Deadline for manuscript submissions: closed (30 June 2023) | Viewed by 43195

Special Issue Editor


E-Mail Website
Guest Editor
National Reseach Council of Italy (CNR), ISASI Institute of Applied Sciences & Intelligent Systems, Pozzuoli, Italy
Interests: multimedia signal processing; image processing and understanding; image feature extraction and selection; neural network classifiers; object classification and tracking
Special Issues, Collections and Topics in MDPI journals

Special Issue Information

Dear Colleagues,

The aim of this Special Issue is to discuss the latest innovations in deep learning technologies applied to computer vision and image processing contexts also from a software development company perspective. The Special Issue will be focused on:

  • No-Code Deep Learning—a way of programming DL applications without having to go through the long and arduous processes of pre-processing, modeling, designing algorithms, collecting new data, retraining, deployment, and more;
  • TinyDL—IoT driven; while large scale machine learning applications exist, their usability is fairly limited. Smaller scale applications are often necessary. It can take time for a web request to send data to a large server for it to be processed by a machine learning algorithm and then sent back;
  • Full-stack Deep Learning—a form of wide spreading of deep learning frameworks; the business need to be able to include deep learning solutions into products has led to the emergence of a large demand for “full-stack deep learning”;
  • General Adversarial Networks (GAN)—a way of producing stronger solutions for implementations such as differentiating between different kinds of images. Generative neural networks produce samples that must be checked by discriminative networks which toss out unwanted generated content;
  • Unsupervised and self-supervised DL—as automation improves, more and more data science solutions are needed without human intervention. We already know from previous techniques that machines cannot learn in a vacuum. They must be able to take new information and analyze that data for the solution that they provide. However, this typically requires human data scientists to feed that information into the system;
  • Reinforcement Learning—where the machine learning system learns from direct experiences with its environment. The environment can use reward/punishment system to assign value to the observations that the ML system sees;
  • Few Shot, One Shot, and Zero Shot Learning—few shot learning focuses on limited data. While this has limitations, it does have various applications in fields such as image classification, facial recognition, and text classification. Likewise, one shot learning uses even fewer data. Zero shot learning is an initially confusing prospect. How can machine learning algorithms function without initial data? Zero shot ML systems observe a subject and use information about that object to predict what classification they may fall into. This is possible for humans.

Dr. Pier Luigi Mazzeo
Guest Editor

Manuscript Submission Information

Manuscripts should be submitted online at www.mdpi.com by registering and logging in to this website. Once you are registered, click here to go to the submission form. Manuscripts can be submitted until the deadline. All submissions that pass pre-check are peer-reviewed. Accepted papers will be published continuously in the journal (as soon as accepted) and will be listed together on the special issue website. Research articles, review articles as well as short communications are invited. For planned papers, a title and short abstract (about 100 words) can be sent to the Editorial Office for announcement on this website.

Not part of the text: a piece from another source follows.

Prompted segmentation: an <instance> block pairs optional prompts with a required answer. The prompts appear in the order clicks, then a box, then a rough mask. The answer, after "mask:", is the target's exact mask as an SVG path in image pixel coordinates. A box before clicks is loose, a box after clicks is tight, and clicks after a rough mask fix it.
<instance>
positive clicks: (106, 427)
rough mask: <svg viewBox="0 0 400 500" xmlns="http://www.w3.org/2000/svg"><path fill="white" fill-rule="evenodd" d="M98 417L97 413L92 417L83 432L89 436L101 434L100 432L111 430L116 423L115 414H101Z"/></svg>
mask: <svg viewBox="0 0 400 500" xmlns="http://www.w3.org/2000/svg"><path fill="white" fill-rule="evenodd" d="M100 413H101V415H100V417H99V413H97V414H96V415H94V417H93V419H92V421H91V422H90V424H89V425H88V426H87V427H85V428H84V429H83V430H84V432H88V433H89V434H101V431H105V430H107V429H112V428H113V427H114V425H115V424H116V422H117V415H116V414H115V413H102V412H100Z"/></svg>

Submitted manuscripts should not have been published previously, nor be under consideration for publication elsewhere (except conference proceedings papers). All manuscripts are thoroughly refereed through a single-blind peer-review process. A guide for authors and other relevant information for submission of manuscripts is available on the Instructions for Authors page. Journal of Imaging is an international peer-reviewed open access monthly journal published by MDPI.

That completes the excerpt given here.